The Real Crisis of Swissair

On September 2, 1998 Swissair flight 111, en route from York City to Geneva, crashed into the Atlantic, southwest of Halifax Airport. According to seismographic recorders in Halifax and Moncton, the aircraft struck the ocean at 10:31 at night, 8 kilometers from shore, off Peggys Cove.

All 229 people on board were killed.

The resulting investigation by the Transportation Safety Board of Canada (TSB) took more than four years and cost $57 million.

Engaged within hours of the crash, I was the senior public relations consultant to the TSB team during the first year of its investigation.

A month after the publication of the final TSB report on Flight 111, Swissair ceased to exist. Perhaps surprisingly, the fatal crash had nothing to do with the demise of the company.

For most of its 71 years, Swissair was one of the world’s major international airlines. Known as the "Flying Bank" due to its financial stability, it was regarded as a national symbol and icon.

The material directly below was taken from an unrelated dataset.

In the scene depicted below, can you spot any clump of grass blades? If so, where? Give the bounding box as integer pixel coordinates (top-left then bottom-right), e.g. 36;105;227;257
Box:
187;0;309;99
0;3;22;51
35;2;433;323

Nearly 30 percent of Swissair stock was owned by the Swiss government.

However, a corporate buying spree created a major cash flow crisis. It had been left vulnerable after a $3B cash surplus was turned into a $14B debt, mainly through a strategy of buying smaller European airlines.

On the last day of operations, pilots were given envelopes stuffed with cash to pay for fuel, because no one would accept Swissair's credit. Swissair crews around the world were turned out of their hotels because they were unable to pay their bills.

The collapse of Swissair shook the country's confidence in its business leadership and damaged its reputation for business efficiency. Nineteen Swissair executives faced criminal charges of mismanagement, false statements, and forgery in Switzerland's biggest corporate trial. They were eventually exonerated legally but never forgiven by employees, shareholders, customers or ordinary citizens of Switzerland.